West Nusa Tenggara’s geographical location situated between Hindu bali and the eastern islands with their indigenous Austronesian and Christian spiritual traditions is uniquely documented in the eight works of art from Lombok and Sumbawa selected for Jeddah. The Museum display features a variety of media, including an illustrated manuscript, woven textiles and precious metalwork. There is a luxurious betelnut set featuring an inscription recording the name of a 19th century owner who was a balinese brahman woman and a lavishly embroidered woman’s headcover decorated with talismanic Islamic imagery.
The third milestone for West Nusa Tenggara Museum is the recent gift by the Australian collector, Michael Abbott AO KC, of a set of illuminated leaves from an Indian Qur’an, dated c.1700, to the Museum. To the writer’s knowledge, this is the first occasion that a private Australian art collector has generously gifted art to an Indonesian public museum. Moreover, Abbott has proposed further donations of Sasak textiles to augment the Museum’s collection. The gift of the Qur’an is particularly meaningful as Lombok inhabitants are renowned for their religious piety: hence Lombok is called the ‘Island of One Thousand Mosques’. The first public display of the Abbott gift was in the Museum’s exhibition Khazanah Ramadan (Treasures of Ramadan) held at Al-Muttaqin Grand Mosque in Mataram to celebrate the conclusion of the Holy Fasting Month in March 2024.

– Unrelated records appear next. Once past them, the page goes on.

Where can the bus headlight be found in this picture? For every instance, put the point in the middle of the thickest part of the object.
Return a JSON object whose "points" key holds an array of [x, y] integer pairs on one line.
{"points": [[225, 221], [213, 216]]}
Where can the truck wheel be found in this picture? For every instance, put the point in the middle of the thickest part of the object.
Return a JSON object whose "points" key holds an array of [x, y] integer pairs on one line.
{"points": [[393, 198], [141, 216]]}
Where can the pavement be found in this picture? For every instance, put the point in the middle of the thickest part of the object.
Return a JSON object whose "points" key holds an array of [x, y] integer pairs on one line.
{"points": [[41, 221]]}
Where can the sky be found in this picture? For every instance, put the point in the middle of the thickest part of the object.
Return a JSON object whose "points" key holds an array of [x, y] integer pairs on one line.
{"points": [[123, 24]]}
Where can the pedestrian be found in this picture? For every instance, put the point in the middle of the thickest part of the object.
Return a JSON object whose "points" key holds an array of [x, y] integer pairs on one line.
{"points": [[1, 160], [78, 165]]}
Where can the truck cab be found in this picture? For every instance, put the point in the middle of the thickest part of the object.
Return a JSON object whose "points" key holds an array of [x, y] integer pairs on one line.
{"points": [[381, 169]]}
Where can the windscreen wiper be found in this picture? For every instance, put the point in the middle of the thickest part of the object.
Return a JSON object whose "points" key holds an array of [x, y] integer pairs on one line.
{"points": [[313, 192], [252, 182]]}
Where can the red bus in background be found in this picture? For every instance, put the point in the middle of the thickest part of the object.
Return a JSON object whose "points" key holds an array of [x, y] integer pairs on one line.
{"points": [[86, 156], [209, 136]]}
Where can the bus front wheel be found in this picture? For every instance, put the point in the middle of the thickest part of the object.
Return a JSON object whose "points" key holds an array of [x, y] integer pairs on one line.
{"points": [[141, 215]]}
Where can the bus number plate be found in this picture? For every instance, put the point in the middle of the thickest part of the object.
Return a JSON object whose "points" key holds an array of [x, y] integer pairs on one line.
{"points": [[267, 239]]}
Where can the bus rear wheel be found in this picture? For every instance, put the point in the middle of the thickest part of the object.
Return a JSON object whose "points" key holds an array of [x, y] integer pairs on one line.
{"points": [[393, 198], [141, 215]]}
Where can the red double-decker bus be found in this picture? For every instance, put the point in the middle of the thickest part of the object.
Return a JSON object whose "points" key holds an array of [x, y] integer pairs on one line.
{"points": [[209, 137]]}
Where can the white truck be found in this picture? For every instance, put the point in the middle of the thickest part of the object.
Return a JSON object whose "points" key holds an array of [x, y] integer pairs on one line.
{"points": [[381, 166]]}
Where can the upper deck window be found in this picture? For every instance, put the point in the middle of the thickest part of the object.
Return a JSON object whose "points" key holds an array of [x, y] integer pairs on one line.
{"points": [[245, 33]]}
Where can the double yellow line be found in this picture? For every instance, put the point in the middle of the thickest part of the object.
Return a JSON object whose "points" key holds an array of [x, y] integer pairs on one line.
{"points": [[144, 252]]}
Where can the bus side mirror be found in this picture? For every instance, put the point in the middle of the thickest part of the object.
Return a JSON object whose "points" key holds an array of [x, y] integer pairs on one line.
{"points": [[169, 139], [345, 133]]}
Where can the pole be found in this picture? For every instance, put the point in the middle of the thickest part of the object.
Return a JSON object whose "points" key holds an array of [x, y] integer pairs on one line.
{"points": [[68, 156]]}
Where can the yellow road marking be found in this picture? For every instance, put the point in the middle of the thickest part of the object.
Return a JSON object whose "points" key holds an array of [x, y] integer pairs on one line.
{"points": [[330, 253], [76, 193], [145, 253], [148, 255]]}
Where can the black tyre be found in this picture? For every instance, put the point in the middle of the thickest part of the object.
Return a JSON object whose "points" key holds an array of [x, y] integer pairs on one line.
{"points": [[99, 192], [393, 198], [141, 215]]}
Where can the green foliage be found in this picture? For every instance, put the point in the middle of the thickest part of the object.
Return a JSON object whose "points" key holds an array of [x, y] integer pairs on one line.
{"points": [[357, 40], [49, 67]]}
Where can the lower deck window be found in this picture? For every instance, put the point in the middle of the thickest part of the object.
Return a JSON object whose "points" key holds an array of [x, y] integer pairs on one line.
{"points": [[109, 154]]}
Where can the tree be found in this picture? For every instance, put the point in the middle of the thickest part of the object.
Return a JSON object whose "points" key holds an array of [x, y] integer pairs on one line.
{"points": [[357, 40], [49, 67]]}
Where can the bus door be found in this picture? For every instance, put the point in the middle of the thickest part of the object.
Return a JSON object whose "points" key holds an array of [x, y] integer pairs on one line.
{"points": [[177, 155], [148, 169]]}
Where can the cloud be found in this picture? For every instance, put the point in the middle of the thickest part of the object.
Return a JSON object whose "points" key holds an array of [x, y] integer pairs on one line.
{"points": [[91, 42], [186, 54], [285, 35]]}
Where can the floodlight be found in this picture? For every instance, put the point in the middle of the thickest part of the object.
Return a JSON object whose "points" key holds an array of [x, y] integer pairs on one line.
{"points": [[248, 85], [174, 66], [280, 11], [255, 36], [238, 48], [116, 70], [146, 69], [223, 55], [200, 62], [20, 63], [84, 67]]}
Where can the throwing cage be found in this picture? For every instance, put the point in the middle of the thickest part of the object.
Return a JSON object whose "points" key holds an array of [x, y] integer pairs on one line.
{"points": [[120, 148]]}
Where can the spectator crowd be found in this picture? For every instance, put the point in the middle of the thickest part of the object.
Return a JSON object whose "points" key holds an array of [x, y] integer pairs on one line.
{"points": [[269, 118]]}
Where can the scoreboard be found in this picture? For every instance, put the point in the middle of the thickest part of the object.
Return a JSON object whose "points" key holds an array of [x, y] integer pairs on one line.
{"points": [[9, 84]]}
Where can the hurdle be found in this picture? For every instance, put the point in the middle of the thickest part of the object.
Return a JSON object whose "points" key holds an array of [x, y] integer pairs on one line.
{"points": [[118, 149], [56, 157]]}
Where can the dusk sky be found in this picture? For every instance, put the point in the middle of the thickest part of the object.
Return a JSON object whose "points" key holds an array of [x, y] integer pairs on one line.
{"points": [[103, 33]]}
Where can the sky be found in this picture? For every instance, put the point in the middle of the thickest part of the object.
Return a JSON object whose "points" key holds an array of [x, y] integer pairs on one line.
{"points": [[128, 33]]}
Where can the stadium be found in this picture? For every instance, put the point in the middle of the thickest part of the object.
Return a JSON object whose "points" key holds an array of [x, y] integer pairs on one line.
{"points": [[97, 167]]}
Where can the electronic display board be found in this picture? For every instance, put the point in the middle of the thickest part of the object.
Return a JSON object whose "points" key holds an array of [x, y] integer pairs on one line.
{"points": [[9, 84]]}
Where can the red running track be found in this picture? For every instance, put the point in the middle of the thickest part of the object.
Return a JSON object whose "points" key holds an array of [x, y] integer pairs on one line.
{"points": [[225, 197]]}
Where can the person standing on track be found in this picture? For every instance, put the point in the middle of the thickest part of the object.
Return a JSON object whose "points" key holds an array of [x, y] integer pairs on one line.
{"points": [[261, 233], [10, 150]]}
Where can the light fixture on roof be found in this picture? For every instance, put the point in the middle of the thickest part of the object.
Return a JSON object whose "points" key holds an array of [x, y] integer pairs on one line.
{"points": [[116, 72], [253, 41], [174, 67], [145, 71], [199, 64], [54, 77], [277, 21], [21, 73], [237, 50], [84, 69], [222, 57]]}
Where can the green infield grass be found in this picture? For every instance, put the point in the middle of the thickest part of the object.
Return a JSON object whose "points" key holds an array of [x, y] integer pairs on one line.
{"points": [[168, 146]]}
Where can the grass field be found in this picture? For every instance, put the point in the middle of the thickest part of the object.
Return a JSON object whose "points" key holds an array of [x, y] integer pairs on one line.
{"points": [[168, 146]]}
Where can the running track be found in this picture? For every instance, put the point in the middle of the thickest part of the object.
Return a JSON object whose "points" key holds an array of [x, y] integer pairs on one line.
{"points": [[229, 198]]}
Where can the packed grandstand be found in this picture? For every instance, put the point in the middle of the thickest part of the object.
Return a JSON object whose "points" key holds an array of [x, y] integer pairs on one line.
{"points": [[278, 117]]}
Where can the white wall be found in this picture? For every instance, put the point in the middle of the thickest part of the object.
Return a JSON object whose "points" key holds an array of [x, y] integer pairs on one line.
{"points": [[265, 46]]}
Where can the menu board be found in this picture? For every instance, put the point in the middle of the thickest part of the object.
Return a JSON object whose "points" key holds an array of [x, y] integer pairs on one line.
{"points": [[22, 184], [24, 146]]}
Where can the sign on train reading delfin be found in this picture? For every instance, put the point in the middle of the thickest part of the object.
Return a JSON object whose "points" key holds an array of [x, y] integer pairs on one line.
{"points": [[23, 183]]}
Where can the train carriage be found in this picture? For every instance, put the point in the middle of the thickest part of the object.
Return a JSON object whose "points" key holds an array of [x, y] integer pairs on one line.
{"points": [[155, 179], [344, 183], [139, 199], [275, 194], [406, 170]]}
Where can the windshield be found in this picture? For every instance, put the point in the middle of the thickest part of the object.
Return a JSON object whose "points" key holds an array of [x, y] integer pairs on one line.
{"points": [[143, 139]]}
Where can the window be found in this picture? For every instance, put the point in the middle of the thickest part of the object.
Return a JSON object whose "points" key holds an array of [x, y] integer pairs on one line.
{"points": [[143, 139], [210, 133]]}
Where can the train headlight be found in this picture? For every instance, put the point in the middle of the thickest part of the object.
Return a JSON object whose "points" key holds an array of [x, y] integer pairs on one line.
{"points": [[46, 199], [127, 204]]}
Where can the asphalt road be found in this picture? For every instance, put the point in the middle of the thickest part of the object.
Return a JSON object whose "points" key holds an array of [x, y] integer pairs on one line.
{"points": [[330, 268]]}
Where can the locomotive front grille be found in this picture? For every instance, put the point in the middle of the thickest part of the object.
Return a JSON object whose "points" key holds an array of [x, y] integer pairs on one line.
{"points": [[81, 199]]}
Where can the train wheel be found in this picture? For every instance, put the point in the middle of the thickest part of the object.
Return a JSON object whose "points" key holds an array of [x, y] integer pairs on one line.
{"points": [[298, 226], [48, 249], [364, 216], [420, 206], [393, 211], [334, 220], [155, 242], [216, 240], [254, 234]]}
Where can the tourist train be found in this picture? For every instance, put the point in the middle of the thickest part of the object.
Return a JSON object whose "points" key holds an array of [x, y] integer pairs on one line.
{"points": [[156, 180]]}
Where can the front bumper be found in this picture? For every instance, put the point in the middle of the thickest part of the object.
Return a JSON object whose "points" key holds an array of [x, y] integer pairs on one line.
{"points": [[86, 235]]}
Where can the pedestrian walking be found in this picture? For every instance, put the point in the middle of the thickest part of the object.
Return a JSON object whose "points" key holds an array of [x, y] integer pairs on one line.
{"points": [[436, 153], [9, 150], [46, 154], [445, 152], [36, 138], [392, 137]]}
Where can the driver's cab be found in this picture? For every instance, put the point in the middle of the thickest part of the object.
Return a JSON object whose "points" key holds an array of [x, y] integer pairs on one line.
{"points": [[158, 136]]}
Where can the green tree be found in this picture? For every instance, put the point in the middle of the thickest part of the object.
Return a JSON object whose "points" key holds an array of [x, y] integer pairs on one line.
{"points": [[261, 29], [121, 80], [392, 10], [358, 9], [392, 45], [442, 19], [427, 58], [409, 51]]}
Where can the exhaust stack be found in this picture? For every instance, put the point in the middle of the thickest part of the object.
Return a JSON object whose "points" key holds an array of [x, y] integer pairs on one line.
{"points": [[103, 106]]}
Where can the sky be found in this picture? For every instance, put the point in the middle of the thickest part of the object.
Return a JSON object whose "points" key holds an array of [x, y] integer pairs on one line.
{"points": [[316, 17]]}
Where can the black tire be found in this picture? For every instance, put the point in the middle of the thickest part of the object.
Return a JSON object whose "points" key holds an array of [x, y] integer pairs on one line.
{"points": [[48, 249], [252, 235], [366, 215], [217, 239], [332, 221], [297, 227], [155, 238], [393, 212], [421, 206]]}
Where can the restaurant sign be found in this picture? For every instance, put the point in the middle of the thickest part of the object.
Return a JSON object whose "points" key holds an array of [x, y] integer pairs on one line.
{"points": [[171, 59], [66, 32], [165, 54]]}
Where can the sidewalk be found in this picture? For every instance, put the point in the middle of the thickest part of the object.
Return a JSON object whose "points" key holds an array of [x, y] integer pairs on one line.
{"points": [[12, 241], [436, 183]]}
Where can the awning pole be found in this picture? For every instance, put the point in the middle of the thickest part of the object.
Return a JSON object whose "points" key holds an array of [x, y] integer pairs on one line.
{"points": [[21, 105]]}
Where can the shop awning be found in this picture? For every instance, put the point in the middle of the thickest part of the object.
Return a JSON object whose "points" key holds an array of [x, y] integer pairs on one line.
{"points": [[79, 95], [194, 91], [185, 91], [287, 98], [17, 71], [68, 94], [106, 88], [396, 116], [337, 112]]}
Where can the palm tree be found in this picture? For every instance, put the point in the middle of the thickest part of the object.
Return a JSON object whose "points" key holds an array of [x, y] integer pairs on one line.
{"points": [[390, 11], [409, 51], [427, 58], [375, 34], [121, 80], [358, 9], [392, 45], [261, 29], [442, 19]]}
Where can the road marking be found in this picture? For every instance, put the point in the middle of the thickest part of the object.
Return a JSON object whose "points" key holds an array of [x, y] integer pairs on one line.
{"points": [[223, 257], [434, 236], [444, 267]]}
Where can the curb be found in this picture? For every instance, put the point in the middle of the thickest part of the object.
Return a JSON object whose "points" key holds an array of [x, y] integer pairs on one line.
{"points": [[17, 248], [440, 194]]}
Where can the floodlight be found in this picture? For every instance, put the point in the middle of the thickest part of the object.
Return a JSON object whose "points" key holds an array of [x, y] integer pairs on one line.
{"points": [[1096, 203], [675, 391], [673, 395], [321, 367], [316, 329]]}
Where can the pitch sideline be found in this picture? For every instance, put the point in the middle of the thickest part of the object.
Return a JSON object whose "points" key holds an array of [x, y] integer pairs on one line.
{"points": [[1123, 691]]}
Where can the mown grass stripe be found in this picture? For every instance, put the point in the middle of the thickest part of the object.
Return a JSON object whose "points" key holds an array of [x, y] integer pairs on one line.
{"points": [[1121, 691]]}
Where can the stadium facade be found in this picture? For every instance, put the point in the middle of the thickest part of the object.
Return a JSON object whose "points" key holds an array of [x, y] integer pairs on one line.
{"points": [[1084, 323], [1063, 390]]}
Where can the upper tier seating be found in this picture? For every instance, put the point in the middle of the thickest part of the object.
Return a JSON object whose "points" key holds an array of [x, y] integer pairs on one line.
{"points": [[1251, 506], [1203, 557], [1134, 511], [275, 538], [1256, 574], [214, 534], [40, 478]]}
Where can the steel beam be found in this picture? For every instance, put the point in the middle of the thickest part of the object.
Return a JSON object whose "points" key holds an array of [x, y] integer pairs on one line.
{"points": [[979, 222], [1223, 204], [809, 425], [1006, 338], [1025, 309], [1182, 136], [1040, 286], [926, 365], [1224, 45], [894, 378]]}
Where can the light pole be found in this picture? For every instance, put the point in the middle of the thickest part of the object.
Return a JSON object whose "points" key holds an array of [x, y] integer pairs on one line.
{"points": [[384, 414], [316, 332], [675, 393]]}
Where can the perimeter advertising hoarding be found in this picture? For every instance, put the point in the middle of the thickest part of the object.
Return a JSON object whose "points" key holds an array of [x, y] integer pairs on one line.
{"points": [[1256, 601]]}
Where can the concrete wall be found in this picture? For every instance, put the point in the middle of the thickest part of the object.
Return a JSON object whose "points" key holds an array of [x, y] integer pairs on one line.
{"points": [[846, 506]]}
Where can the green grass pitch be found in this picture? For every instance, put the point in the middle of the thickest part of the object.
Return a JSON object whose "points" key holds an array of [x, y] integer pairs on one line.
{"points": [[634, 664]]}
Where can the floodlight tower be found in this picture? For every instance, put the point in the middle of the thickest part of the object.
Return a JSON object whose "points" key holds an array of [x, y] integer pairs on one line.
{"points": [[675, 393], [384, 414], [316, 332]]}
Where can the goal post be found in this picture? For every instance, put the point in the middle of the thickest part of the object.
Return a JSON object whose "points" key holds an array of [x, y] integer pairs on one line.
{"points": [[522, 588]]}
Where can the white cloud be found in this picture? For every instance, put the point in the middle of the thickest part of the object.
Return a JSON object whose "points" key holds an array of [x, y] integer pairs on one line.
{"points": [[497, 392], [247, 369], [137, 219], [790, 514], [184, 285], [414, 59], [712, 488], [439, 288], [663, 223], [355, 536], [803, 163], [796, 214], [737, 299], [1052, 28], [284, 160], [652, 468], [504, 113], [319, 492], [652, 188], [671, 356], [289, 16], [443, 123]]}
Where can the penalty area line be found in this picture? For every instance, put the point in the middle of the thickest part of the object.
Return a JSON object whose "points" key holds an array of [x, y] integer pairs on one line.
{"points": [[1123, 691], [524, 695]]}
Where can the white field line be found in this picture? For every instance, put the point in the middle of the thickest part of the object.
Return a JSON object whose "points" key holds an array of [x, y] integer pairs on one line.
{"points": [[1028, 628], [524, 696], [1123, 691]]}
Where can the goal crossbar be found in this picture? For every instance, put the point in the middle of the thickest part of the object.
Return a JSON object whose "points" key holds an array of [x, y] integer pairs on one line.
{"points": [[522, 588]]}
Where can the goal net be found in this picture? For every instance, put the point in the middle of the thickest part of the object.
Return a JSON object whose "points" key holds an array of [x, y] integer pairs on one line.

Abbott’s donation is inspired by nuralam and his staff’s remarkable work promoting the institution and its collections. The Museum’s policy to engage international partners is exemplified by my own involvement over the last two years as the first Australian Asian art curator embedded in an Indonesia public institution on a long-term basis. The Abbott gift also reflects my 30-year professional collaboration with this well-known Australian collector, including as co-editor for his 2023 publication Interwoven journeys: Michael Abbott collections of Asian art.
The readiness of the Museum to engage in the national debate surrounding the most appropriate venue for the Lombok Treasure and the Saudi Arabian invitation to participate in the Second Islamic Arts Biennale 2025 is testimony to the Museum’s achievements and the organisation’s professional confidence which is inspiring positive changes in the museum sector elsewhere in the country. It also reflects the growing professionalism of the new generation of cultural workers in Indonesia who are engaged and focused on developing heritage management skills. These changes do not transpire in a vacuum as similar shifts are taking place in the educational, community development and environmental sectors in Indonesia. They are evidence of the rapid societal transformations occurring in the country on our doorstep about which few Australians are aware. (TAASA The Journal of the Asian Arts Society of Australia Vol. 34 No 1 March 2023)
James bennett is Adjunct Curator, West Nusa Tenggara State Museum; Emeritus Curator of Southeast Asian Art and Material Culture, Museum and Art Gallery of the Northern Territory; and Al-Madar Guest Expert for Saudi Arabia 2025 International biennale of Islamic Art.